Setting the summary length budget as an absolute value worked much better, but still had its own issues. The intention behind an absolute length budget is that it falls more in line with human preferences generally. If I only have a minute to read something, I want the summary to be within the range of 1000 characters. I don't really care if those 1000 characters are 1%, 5%, or 20% of the original document.

Training with the absolute summary length penalty does actually work quite well, but the benchmark itself becomes biased. Since the final benchmark scores are normalized by the amount of information in the total document, the exact distribution of document sizes within the test set biases the scores. Shorter documents will receive higher scores and longer documents will receive lower scores.

Using token budgets instead of character budgets

I never actually ablated this approach, but I wanted to bring up why I didn't implement it for the benchmark (and why you SHOULD implement it for your own model). Token budgets instead of character budgets are actually a much more relevant metric in cases where you want to provide your summary back to the LLM itself (like in context compaction for coding agents). Additionally, setting the budget on a token instead of character level is less biased for the information measurement, as information itself is measured on the token level.

However, every model is using a different tokenizer, and it's difficult to create a fair constraint that works across different tokenizers when each model will see the same summary and document as different numbers of tokens. If you aren't actively comparing different model families against each other, and don't have character level constraints (like UI space), training with token budgets instead of character budgets is probably better.

Future work

More work to prevent decreasing entropy

Although I was able to keep entropy much higher than initial training runs, entropy still decreases over the course of training. My best intuitive guess as to why this happens is that the model is trained to generate high quality summaries in 1 shot, instead of reasoning before-hand. Quite a lot of RL research is done on reasoning instead of instruct models, and I believe the reasoning trace may be acting as an entropy pool of sorts.
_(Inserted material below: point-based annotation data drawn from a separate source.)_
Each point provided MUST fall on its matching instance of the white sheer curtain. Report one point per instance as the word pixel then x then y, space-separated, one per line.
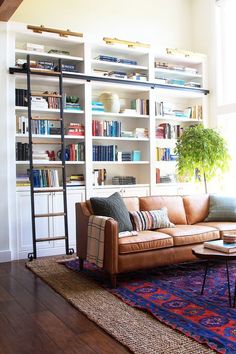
pixel 226 83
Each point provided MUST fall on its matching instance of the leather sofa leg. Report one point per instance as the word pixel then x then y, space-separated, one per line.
pixel 113 280
pixel 81 263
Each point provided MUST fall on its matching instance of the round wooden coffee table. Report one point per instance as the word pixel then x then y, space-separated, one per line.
pixel 213 255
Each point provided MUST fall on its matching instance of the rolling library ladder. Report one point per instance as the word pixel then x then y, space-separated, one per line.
pixel 62 166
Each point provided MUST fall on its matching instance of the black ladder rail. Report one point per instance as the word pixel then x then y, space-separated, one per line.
pixel 61 100
pixel 62 166
pixel 32 255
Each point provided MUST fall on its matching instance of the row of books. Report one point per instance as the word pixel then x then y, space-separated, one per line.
pixel 45 65
pixel 170 66
pixel 113 59
pixel 168 131
pixel 104 152
pixel 166 108
pixel 45 178
pixel 47 102
pixel 76 129
pixel 22 151
pixel 99 177
pixel 123 180
pixel 140 105
pixel 165 154
pixel 106 128
pixel 75 152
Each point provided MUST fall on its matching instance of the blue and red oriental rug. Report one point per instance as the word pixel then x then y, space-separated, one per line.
pixel 172 295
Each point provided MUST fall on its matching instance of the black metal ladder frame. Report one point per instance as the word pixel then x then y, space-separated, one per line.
pixel 33 255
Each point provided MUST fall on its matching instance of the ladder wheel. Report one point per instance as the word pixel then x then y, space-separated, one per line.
pixel 71 251
pixel 30 257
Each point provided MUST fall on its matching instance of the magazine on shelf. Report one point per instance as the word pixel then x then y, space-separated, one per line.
pixel 219 245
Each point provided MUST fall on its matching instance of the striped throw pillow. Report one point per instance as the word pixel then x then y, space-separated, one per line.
pixel 150 220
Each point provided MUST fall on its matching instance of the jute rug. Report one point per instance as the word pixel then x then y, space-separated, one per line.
pixel 135 329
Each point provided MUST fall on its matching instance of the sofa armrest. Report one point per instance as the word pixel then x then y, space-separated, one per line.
pixel 111 239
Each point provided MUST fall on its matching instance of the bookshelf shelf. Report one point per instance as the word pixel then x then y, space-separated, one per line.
pixel 119 115
pixel 101 64
pixel 49 136
pixel 120 162
pixel 176 74
pixel 42 55
pixel 178 119
pixel 51 110
pixel 119 138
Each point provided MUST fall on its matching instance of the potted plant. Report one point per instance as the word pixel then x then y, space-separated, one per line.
pixel 202 153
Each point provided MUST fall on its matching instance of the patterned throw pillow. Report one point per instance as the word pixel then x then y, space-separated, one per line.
pixel 222 208
pixel 150 220
pixel 114 207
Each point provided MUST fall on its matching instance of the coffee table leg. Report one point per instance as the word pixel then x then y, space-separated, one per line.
pixel 204 280
pixel 227 269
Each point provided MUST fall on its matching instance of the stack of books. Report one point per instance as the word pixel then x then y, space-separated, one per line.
pixel 221 246
pixel 76 180
pixel 76 129
pixel 137 76
pixel 40 155
pixel 22 180
pixel 97 106
pixel 22 151
pixel 118 74
pixel 122 180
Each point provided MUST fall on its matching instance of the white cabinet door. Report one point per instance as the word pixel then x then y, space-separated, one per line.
pixel 45 227
pixel 24 223
pixel 73 196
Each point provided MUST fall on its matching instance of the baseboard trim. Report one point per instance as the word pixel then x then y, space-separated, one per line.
pixel 5 256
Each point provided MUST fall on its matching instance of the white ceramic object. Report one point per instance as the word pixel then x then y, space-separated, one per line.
pixel 111 102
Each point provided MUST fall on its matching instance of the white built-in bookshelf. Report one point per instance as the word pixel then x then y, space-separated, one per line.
pixel 145 77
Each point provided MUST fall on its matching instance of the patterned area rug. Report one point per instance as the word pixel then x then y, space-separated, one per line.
pixel 135 329
pixel 172 295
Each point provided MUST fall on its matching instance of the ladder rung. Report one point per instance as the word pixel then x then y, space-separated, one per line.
pixel 46 142
pixel 39 94
pixel 45 71
pixel 42 239
pixel 46 190
pixel 46 118
pixel 49 215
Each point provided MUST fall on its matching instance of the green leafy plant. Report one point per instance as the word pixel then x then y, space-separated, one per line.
pixel 201 152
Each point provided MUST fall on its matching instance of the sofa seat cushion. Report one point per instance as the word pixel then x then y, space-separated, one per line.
pixel 145 241
pixel 222 226
pixel 190 234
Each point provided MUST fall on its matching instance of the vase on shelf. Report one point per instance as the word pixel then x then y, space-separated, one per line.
pixel 111 102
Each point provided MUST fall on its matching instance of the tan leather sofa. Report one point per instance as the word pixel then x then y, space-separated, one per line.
pixel 153 247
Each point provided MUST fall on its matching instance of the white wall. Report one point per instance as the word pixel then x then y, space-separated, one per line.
pixel 204 41
pixel 162 22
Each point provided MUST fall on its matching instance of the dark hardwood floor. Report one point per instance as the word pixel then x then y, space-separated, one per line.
pixel 35 319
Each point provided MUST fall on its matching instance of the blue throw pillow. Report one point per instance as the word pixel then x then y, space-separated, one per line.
pixel 114 207
pixel 222 208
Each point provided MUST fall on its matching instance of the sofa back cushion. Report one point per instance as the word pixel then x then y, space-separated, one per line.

Since the reasoning trace itself is not evaluated for rewards, there can be a lot more diversity in reasoning traces that result in similar final outputs. However this entropy pool doesn't exist in instruct style generations, which narrows the diversity of "correct" answers.

Generate summaries with reasoning

In light of the point above, reasoning may afford greater diversity in output generations. Additionally, they may result in generally higher scoring summaries due to the combination not only increased entropy, but also increased planning. As we can see from the benchmarks, the reasoning versions of most models outperform their instruct counterparts. This wasn't attempted in the original implementation due to complexity with format following and memory costs.

Model Ensemble

Currently only Qwen3-1.7B-base is being used as a reference model. However, it would be preferable to include a few different model families (LLaMA, GLM, etc...) to balance the biases inherent to a base model's pretraining data mixes.

More diverse training and test datasets

The current dataset is english and news-like only. Although I believe that is unlikely to have a severe impact on the general trends found in the benchmark, it would obviously add resilience to include a corpus of non-english languages and other topics (such as fiction, academic writing, essay's, etc...).